Опустился теплый тропический вечер. Мы стояли на палубе и считали мигающие огоньки береговых маяков — зеленые, белые, красные, всего их было 13. Временами во тьме, окутавшей остров, медленно соскальзывали к берегу близко поставленные сверкающие «глаза» — это по горной дороге спускались в город автомашины. Одна пара огней выкатилась на набережную. Погасла. Потом снова вспыхнула, лучи скользнули по водной глади залива и спрятались в темноте. Очевидно, кто-то приезжал посмотреть на нас.
Не прошло и получаса, как к нам на борт поднялись островитяне, а по судну уже прошел слух, что на Святой Елене туго с продуктами.
И как подтверждение этому рассказывали:
— Просили 4 тысячи яиц, нам предложили 120. Курам на смех!
— Луку обещали собрать по всему острову всего-навсего 30 килограммов. Даже на окрошку не хватит!
Доктор разузнал расписание работы местных магазинов: с 7 до 8, с 9 до 13 и с 14 до 17.30.
Пока шло обсуждение этих сведений, любители рыбной ловли не теряли драгоценного времени. Через борт в море забрасывались самые разнообразные снасти.
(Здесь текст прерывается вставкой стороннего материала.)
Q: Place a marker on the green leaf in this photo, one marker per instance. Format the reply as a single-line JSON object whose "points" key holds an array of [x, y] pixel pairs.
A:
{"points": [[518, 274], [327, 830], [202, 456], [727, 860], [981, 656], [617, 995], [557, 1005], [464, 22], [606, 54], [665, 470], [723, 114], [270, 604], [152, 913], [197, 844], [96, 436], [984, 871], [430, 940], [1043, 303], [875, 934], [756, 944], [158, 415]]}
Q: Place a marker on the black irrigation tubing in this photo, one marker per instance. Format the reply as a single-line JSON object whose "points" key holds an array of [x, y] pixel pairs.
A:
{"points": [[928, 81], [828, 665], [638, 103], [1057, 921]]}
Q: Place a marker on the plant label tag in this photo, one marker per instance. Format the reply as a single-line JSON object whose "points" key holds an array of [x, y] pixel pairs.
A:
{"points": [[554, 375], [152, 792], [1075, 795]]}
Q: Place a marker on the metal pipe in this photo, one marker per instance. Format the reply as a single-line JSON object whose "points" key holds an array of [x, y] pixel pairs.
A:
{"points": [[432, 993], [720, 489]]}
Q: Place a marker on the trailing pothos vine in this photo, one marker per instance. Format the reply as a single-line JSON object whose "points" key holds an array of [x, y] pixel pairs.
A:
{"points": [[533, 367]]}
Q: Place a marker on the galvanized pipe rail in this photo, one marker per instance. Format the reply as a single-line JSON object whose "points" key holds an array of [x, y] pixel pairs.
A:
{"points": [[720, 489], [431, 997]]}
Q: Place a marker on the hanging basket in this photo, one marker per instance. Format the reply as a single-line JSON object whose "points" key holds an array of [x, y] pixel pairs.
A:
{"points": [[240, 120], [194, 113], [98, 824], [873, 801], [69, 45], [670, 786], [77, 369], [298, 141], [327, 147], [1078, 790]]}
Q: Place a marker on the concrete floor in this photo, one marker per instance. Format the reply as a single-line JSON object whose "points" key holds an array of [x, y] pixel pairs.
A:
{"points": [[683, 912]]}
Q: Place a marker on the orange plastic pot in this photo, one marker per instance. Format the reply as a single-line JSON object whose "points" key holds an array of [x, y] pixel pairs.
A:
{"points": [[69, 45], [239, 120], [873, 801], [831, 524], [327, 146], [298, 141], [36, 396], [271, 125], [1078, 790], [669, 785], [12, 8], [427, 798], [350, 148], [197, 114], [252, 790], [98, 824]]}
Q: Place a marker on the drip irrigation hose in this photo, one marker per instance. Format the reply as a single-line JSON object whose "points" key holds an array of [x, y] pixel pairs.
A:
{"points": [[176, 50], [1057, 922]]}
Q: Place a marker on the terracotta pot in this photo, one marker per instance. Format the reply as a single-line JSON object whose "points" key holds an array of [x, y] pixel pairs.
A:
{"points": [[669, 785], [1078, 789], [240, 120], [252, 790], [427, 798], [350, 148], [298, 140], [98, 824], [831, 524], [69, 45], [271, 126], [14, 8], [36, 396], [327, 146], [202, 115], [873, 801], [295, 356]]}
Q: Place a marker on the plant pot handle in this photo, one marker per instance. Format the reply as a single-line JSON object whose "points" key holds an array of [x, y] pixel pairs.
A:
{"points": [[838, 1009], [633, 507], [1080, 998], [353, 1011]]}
Этот ночной лов умопомрачительным. Рыба, привлекаемая корабельными прожекторами, прямо-таки лезла на крючок. Скоро в плавательном бассейне метались десятки небольших тупорылых рыбешек. Биолог Анджей сказал, что это бонито — одна из более распространенных тут промысловых рыб. Особенно отличился гидролог Василий Евграфович — овил красно-золотистую красавицу с длинными плавниками, настоящую золотую рыбку. Анджей был в восторге, заявив, что этот редкий вид карася мог бы украсить любую коллекцию.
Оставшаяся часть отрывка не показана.